Francis Goffin, Monsieur Radio
Des radios pirates au premiers réseaux privés, avec RFM puis Bel RTL, celui qui a mis en œuvre le redéploiement des radios de la RTBF aura été de tous les combats sur les ondes. De par l'ouverture à l'international que lui ont permise ses fonctions de Directeur Général de la Radio à Reyers – il assure actuellement la présidence des Radios Publiques Francophone et siège dans le Comité Radio de l'UER – il a pu observer l'évolution du média à l'étranger. Et de s'atteler à la prochaine révolution radiophonique avec le passage au numérique, en saine concertation avec les réseaux privées. Un drôle de destin pour cet ingénieur agronome de formation, destin qui aura basculé à l'occasion de la première édition des Six Heures Brouettes de Gembloux.

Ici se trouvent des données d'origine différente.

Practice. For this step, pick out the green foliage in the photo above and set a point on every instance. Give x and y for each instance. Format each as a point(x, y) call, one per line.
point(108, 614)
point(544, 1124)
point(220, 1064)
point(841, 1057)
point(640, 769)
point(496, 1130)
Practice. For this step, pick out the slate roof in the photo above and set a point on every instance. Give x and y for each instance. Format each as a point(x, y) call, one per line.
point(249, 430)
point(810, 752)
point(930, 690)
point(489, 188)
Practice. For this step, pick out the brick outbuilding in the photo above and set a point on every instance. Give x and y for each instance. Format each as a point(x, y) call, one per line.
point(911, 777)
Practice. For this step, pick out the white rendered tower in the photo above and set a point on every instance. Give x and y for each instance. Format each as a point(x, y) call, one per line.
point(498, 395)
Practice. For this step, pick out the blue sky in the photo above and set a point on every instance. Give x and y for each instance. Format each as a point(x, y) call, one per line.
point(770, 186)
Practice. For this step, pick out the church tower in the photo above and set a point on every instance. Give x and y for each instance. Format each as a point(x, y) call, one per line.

Comment un ingénieur agronome finit-il patron des radios de la RTBF?
Mais c'est toujours dans la culture! (rires). L'histoire veut que je commence mes études dans les années 70, et qu'à ce moment-là, je n'étais pas du tout intéressé par la radio. Hormis en tant qu'auditeur. Par contre, depuis l'athénée, j'organisais des soirées dansantes, chose que j'ai continué à faire à l’unif à Gembloux... Il se fait que l'association des étudiants avait décidé de lancer les Six Heures de Brouettes, histoire de ne pas se laisser distancer par les 24 Heures vélo de Louvain-La-Neuve. C’était l’époque de l’explosion des radios libres et on a voulu faire la promo de l'événement sur Radio Six Vallées (à Corbais). Une fois sur place, on s'est rendu compte que le matériel utilisé pour la sono était le même, hormis que nous ne disposions pas d'un émetteur. L'animateur nous a indiqué où nous pourrions en trouver un, sous le manteau, pour 50.000 francs. Nous avons donc organisé une soirée pour financer le démarrage de notre propre radio pirate fin 1980. Radio Galène était née.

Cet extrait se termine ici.